The Petitioners also contend that one of their white comparators, Scott Jackson, who was issued a major reprimand for insubordination, was then promoted by the Respondent. However, the evidence reflects that he was not actually promoted but worked temporarily in a higher paying job, on a periodic basis, as a lift operator under the company practice known as "red lining".

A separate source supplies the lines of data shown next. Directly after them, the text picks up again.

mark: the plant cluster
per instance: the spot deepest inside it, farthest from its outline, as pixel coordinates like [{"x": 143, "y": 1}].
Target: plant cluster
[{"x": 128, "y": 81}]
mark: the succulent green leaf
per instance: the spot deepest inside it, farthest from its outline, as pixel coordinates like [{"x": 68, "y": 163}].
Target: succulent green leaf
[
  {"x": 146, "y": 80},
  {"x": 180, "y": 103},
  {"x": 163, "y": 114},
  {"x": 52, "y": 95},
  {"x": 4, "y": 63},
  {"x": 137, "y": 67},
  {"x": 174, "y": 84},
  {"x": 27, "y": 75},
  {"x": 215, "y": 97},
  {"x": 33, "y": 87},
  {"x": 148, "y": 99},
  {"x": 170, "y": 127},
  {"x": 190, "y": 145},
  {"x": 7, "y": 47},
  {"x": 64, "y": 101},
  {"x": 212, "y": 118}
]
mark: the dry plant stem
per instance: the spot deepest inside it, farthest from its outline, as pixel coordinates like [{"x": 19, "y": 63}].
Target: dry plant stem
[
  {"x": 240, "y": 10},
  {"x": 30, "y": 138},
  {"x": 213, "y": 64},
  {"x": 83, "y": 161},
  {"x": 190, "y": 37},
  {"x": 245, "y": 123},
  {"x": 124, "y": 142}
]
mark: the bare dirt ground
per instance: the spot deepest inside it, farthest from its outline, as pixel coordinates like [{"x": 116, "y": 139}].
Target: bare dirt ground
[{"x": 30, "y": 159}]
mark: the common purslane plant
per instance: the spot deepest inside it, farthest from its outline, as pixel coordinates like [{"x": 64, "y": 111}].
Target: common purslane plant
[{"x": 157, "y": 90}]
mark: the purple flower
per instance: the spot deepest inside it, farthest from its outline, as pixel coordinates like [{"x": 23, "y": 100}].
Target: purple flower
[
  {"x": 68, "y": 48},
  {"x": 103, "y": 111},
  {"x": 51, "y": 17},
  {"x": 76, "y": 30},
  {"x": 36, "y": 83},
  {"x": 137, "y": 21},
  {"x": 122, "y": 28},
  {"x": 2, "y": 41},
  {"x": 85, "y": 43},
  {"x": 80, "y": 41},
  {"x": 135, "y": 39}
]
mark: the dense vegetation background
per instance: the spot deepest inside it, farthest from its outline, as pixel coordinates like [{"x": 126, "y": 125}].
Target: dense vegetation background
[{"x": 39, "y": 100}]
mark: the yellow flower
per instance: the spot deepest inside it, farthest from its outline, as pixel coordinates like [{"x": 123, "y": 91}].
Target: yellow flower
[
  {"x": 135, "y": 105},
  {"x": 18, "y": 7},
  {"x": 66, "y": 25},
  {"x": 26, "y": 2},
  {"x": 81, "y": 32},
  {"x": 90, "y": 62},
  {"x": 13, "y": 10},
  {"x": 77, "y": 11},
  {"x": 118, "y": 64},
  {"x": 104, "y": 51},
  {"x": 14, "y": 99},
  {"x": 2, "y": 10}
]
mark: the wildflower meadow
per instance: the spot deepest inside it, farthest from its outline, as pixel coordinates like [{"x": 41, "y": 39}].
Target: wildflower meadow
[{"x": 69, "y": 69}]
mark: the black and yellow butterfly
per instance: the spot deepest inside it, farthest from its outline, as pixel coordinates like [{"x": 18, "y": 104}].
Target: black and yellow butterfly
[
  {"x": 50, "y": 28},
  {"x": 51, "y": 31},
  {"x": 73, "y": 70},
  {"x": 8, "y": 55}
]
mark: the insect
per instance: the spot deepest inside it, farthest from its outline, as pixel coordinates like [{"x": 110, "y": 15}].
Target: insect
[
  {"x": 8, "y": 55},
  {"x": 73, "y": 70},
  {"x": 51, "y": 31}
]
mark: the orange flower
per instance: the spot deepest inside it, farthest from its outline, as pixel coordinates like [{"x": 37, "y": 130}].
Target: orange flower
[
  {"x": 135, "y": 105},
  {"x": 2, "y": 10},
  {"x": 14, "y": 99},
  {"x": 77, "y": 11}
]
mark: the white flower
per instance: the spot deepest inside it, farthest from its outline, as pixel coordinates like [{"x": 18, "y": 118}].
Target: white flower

This means that he was paid at the lift operator's hourly rate, which was higher than his normal rate of pay, while he was performing those duties. He was not singled out for an opportunity to work in a higher paying job after receiving the reprimand, however. The Respondent allowed other employees in Mr. Jackson's job category, black and white, to work in a lift operator job when the need arose for an additional operator. At one point, prior to the Petitioner's discharge, the Respondent regularly needed employees to work in this capacity in its Dothan, Alabama, warehouse, some distance from the Marianna, Florida, facility. The Respondent's managers developed an alternating schedule to allow all employees in the Pack and Hold Department to have a fair chance to work in Dothan at the higher hourly rate. Eventually, due to the distance, inconvenience and longer hours involved, the Pack and Hold employees tired of working in Dothan and it became difficult to fill those duties. Because of this, the Respondent then asked for volunteers to work in Dothan. Mr. Jackson
was one of only three persons who volunteered for that regular assignment to work in Dothan, even though it offered a higher hourly rate of pay. Neither of the Petitioners volunteered to work in the Dothan warehouse under those circumstances, although given the opportunity to do so. This is an element of the lack of initiative and leadership observed in them by their supervisor, Mr. Ramos, and others in terms of their consideration for promotions and, particularly, promotion to "Lead Person" status, as opposed to their race being the reason.

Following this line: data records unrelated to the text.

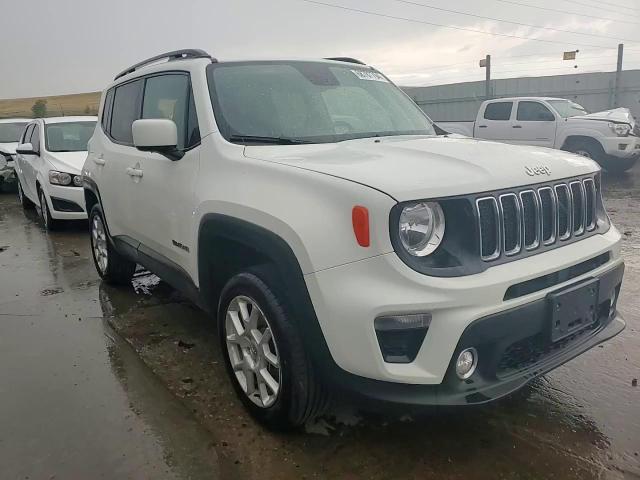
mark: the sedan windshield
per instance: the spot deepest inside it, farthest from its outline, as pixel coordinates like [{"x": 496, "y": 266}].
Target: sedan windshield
[
  {"x": 309, "y": 102},
  {"x": 68, "y": 136},
  {"x": 567, "y": 108},
  {"x": 10, "y": 132}
]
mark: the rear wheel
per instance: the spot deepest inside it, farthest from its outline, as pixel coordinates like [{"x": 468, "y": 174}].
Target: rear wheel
[
  {"x": 264, "y": 354},
  {"x": 112, "y": 267},
  {"x": 48, "y": 221},
  {"x": 24, "y": 201}
]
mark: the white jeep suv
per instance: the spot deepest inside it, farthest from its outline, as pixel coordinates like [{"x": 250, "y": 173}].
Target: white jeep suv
[
  {"x": 48, "y": 165},
  {"x": 343, "y": 243}
]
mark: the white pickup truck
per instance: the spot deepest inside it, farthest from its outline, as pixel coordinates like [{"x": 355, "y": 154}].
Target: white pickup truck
[{"x": 611, "y": 137}]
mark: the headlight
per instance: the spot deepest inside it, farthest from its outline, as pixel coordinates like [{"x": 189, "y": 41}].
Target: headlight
[
  {"x": 421, "y": 228},
  {"x": 59, "y": 178},
  {"x": 620, "y": 129}
]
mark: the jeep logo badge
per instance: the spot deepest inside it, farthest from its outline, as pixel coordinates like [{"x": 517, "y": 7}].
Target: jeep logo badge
[{"x": 537, "y": 170}]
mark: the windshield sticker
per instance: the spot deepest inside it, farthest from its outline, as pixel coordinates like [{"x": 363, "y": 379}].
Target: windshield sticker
[{"x": 368, "y": 75}]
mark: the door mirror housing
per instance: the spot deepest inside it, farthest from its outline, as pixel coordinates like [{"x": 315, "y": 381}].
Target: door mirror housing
[
  {"x": 26, "y": 149},
  {"x": 157, "y": 135}
]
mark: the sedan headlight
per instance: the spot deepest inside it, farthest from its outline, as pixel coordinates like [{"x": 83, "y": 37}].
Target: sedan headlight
[
  {"x": 620, "y": 129},
  {"x": 64, "y": 179},
  {"x": 421, "y": 228}
]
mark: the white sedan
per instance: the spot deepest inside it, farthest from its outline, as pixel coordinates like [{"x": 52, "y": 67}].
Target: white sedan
[{"x": 48, "y": 165}]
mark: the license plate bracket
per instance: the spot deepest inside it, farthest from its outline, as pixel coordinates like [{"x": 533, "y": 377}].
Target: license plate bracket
[{"x": 573, "y": 308}]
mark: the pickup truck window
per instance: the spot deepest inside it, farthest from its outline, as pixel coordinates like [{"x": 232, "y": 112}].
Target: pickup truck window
[
  {"x": 534, "y": 112},
  {"x": 567, "y": 108},
  {"x": 309, "y": 102},
  {"x": 498, "y": 111}
]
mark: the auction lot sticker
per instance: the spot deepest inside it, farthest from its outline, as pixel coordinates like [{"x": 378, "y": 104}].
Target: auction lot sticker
[{"x": 368, "y": 75}]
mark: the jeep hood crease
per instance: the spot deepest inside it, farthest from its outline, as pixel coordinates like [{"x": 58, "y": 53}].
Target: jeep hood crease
[{"x": 411, "y": 168}]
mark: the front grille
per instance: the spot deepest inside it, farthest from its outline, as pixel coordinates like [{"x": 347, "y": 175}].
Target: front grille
[{"x": 512, "y": 223}]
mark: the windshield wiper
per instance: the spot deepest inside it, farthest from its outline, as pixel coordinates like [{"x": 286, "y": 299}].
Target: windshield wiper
[{"x": 267, "y": 140}]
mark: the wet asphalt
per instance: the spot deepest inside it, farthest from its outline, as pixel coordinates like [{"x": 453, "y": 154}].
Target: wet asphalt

In addition to the testimony regarding the white comparators in terms of disciplinary actions, the Petitioners maintain that the Respondent gave false or incomplete information to the Florida Commission on Human Relations in response to the charges of discrimination. Because these are de novo proceedings, the proceedings and information considered by the Commission in the free-form stage of this matter was ruled not to be relevant; however, inquiry into this subject matter was allowed on the question of credibility of the Respondent's testimony and evidence. The Petitioner challenged the credibility of the Respondent's testimony by asserting that it had omitted information regarding notice of interest jobs and discharges from rosters it had submitted to the Commission during its investigative process. The Respondent, however, explained inconsistencies between the notice of interest job information and discharge information submitted to the Commission. In fact, after additional testimony and examination of the Petitioners' documentary evidence, the Respondent demonstrated that out of five notice of interest jobs which the Petitioners initially attempted to show had been omitted from materials submitted to the Commission, only one job out of a total of 61 was actually found to have been omitted from the documents produced by the Respondent. Additionally, in response to the Petitioners' contention that information regarding discharges had been intentionally omitted in the submittals to the Commission, the Respondent showed that, indeed, it had identified only one employee, a black employee by the name of Patrick Green, whose discharge information had been omitted from the list submitted to the Commission.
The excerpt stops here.